Two Pundits and Their Punditry

March 31, 2012

I find the notion of pundits fascinating. The US in 2012 pivots on a news hook, the Warhol fame thing, and a desire to share viewpoints to Flipbook and Pulse users.

This morning I was listening to the crackle of small arms fire in rural Kentucky. Dawn had not yet extended its crepuscular reach to my hollow but two write ups did. Neither is one of those magnum loads squirrel hunters desire here in the Commonwealth. Nope, these were birdshot, but each write up is interesting nonetheless.

Both indirectly concern search and retrieval. Both found their way into my “gems of the poobahs” folder.
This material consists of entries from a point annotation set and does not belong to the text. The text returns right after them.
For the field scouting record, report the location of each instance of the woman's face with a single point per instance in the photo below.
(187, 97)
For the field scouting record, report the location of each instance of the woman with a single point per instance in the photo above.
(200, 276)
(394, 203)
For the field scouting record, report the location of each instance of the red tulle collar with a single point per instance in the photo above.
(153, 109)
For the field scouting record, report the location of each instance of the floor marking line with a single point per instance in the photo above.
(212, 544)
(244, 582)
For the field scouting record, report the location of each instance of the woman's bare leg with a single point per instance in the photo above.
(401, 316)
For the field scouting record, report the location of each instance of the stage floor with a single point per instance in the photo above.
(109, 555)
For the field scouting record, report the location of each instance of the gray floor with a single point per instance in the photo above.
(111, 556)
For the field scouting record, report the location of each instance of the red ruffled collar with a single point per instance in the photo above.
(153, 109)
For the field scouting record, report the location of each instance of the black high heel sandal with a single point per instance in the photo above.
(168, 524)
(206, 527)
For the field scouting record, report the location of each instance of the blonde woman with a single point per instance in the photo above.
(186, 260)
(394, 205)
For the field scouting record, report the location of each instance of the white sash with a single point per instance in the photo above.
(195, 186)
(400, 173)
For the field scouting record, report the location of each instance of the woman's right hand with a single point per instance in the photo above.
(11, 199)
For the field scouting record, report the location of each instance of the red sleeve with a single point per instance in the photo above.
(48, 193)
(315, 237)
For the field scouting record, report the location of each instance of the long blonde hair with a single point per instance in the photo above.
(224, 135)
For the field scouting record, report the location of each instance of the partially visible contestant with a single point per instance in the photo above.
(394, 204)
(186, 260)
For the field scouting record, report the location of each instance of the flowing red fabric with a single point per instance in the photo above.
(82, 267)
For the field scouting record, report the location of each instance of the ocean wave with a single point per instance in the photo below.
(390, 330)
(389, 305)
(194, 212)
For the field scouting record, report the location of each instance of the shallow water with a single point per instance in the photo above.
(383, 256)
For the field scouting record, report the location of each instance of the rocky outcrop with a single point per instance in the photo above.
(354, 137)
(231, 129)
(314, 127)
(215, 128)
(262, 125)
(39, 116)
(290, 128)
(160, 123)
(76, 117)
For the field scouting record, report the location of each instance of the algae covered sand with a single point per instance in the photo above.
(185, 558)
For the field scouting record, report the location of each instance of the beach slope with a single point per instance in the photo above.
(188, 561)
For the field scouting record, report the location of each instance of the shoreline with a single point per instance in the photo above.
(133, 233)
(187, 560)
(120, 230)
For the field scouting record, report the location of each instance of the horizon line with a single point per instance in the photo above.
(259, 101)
First, I noted the digital Atlantic’s write up “The Advertising Industry’s Definition of ‘Do Not Track’ Doesn’t Make Sense.” What caught my attention was the juxtaposition of the word “advertising” with the phrase “doesn’t make sense.” Advertising making sense? The Atlantic “real” journalist has not watched television with a 67 year old. More than half of the TV commercials which I find embedded in basketball games every four minutes don’t make sense. Advertising is about creating a demand for must-have products. Advertising is part of the popular culture and an engine of growth for companies unable to generate sales without the craft and skill of psychological tactics. Check out an advertisement for Kentucky bourbon. Does this headline make sense?

“Honk if you’re proud to be a redneck?

As a resident of Kentucky, I am not sure I know what a redneck is, but I bet those folks in Boston do. But what’s “making sense” part. What advertising does is tickle the brain to make some folks want to drink. And we all know how important it is to imbibe whiskey, engage in “real” journalism, ferry children to soccer practice. Yep, makes “sense” to me.

But here’s the passage which caught my attention:

Stanford’s Aleecia McDonald found that 61 percent of people expect that clicking a Do Not Track button should shut off *all* data collection. Only 7 percent of people expected that websites could collect the same data before and after clicking a ‘Do Not Track’ button. That is to say, 93 percent of people do not understand the industry’s definition of DNT. Which totally makes sense! Who would ever think saying, “Do not track me,” actually means, “It’s fine to collect data on me, but don’t show me any signs that you’re doing so.” Simply because the industry itself has defined ‘Do Not Track’ in an idiosyncratic way doesn’t mean their self-serving decision should be the basis for all policy and practice in this field.

Almost any redneck would understand this passage, the implications of persistent cookies, and the distinction between various types of tracking, including my favorite, iFrames-based method.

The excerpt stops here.